She reared up, not sure whether to be offended that she had made no lasting impression on him, or to do a happy dance that he did not remember their last disaster of a meeting.
“I feel like perhaps we met somewhere? The South Beach Food Festival? No? Then at the party that the Food Network gave?”
She froze. He had moved closer to her, so that their hands, both of them leaning against the large butcher block counter, were close together. He shifted his weight, and in a move so smooth, his head was almost touching hers. He lifted his hand and oh-so-casually brushed the top of hers, sending an electric thrill straight through her—and sending her stomach into backflips worthy of an Olympic gymnast.

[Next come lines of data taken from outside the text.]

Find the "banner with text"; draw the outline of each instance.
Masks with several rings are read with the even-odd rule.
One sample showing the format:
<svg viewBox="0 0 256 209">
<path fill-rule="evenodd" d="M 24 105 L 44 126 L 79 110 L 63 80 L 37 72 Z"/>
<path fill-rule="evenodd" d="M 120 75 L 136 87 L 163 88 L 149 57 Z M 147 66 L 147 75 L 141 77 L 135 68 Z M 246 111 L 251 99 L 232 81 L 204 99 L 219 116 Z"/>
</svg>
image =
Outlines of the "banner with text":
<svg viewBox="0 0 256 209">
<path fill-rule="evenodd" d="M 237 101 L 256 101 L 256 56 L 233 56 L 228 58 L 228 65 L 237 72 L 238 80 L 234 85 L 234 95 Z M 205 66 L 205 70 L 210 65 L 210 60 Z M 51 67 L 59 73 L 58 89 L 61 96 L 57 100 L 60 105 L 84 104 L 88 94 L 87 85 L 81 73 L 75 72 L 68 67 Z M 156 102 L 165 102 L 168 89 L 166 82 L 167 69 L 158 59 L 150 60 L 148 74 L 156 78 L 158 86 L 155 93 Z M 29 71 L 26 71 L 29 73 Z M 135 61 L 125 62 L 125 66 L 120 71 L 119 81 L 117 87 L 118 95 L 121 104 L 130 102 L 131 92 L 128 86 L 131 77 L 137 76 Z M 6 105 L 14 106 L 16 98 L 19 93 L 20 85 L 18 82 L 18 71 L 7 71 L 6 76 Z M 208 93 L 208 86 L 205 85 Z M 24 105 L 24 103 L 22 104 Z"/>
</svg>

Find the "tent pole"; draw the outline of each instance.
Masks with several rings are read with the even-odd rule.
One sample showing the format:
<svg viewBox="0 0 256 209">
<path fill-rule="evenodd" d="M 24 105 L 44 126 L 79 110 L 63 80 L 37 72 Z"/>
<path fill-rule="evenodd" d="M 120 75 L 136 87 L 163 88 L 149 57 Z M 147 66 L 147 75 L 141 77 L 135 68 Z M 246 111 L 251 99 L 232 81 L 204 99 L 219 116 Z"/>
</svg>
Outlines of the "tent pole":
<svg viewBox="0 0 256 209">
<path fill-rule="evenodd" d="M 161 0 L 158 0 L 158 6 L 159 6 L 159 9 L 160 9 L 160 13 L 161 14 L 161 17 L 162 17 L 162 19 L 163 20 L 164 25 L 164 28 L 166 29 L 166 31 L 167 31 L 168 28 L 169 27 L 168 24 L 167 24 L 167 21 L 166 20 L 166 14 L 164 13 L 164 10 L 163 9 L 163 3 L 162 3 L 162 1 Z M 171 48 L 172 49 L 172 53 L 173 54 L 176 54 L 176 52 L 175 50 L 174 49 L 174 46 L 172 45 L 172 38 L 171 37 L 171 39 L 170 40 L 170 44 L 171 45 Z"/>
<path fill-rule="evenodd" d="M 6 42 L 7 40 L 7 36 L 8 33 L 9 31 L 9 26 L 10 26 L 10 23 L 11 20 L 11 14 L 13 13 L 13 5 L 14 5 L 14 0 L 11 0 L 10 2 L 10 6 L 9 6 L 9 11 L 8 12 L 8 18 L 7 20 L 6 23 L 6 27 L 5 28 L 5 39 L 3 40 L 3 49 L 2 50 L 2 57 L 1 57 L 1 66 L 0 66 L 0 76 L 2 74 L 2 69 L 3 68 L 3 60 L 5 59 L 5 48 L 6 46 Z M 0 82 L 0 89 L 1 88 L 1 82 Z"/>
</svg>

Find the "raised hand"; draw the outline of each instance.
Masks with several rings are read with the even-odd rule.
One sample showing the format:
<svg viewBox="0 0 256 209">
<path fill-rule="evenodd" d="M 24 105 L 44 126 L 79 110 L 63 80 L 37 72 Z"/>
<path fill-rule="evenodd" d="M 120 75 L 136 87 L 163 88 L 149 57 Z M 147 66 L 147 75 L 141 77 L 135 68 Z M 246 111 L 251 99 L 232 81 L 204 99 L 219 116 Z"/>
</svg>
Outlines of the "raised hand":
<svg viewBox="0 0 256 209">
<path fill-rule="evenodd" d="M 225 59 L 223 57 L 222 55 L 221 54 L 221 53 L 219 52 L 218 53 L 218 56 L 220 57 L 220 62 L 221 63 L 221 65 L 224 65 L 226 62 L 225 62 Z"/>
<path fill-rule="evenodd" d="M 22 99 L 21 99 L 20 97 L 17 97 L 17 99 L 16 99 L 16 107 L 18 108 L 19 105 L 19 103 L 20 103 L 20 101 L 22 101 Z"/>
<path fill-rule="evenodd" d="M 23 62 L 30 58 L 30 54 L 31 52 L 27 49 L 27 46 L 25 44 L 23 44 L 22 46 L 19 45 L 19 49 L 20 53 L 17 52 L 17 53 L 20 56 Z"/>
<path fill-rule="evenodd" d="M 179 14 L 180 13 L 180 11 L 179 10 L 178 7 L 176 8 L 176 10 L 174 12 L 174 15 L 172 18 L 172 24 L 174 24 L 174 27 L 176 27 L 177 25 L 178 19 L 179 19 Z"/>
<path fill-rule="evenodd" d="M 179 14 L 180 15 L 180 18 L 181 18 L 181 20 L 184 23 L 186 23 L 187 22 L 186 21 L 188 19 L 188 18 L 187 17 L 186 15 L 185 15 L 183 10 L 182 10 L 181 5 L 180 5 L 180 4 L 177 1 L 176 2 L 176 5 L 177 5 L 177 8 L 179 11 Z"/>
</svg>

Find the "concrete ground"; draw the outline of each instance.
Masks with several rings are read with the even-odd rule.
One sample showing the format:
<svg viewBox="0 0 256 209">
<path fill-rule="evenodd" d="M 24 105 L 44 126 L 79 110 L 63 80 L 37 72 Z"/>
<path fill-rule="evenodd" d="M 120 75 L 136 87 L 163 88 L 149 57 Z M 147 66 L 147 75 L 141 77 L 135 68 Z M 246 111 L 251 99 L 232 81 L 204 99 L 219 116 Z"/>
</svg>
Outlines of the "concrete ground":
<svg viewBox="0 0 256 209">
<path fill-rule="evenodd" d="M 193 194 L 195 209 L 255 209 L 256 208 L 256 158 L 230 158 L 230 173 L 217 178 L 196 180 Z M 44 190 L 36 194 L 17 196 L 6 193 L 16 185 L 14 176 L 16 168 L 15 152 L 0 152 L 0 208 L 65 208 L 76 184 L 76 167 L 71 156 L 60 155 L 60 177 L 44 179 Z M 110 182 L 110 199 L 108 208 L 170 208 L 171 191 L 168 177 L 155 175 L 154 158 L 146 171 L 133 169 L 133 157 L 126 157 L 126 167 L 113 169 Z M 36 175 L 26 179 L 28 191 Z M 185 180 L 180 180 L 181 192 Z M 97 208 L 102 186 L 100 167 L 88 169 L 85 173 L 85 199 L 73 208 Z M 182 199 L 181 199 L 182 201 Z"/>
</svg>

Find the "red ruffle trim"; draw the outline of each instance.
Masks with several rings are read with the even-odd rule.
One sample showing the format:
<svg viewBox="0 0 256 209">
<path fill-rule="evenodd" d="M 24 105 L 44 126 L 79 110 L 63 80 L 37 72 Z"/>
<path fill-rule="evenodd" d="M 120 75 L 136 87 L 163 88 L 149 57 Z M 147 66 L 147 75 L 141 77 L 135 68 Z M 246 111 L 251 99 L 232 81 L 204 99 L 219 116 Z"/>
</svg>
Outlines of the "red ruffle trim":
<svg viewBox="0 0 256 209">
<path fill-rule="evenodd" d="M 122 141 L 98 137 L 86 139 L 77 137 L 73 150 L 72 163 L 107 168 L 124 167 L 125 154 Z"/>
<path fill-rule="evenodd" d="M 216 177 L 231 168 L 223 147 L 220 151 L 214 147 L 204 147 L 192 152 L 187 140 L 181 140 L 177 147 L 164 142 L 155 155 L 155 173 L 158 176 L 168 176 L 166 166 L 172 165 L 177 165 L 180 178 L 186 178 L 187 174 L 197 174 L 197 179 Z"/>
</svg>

“None of those places?” He raised one eyebrow.
She felt her pulse thud into overdrive.
“Well, perhaps I can cook you dinner sometime? I’m kind of a chef, you know. Maybe you’ve seen me on TV?” He leaned in and was practically whispering in her ear. His warm breath stirred her hair, and she felt her legs almost give way.
Suddenly she sniffed. “Oh no,” she cried, springing into action. She brushed past him, barely managing to push him out of the way. Faint, gray smoke streamed from her oven, and the unmistakable smell of burning baked goods filled the air.
Grabbing a kitchen towel, she yanked the oven door open, and a snake of smoke wrapped around her. She pulled the tray out and dumped in on the counter so hard that all the cookies, browned as they were, did a little dance in the air before settling back down.
“I forgot to set the timer,” she said to herself, before she remembered that she wasn’t alone.
He was still there, arms crossed as he looked at her with one eyebrow quirked up and a self-satisfied smirk on his face. He was obviously waiting for the answer to his question, and she was almost certain he thought it would be a yes.
Had she just been about to fall for one of the oldest lines in the book? From a smug, arrogant jerk of a man who had no idea who she was? What, did he think that just because he was Sean Callahan, that anyone he batted those big brown eyes at would just drop their panties for him? Well, at least the impending disaster of burning cookies had brought her to her senses.
“I know exactly who you are,” she said, through gritted teeth, “and unless you can bring back my mushrooms, you can get the hell out of my kitchen.”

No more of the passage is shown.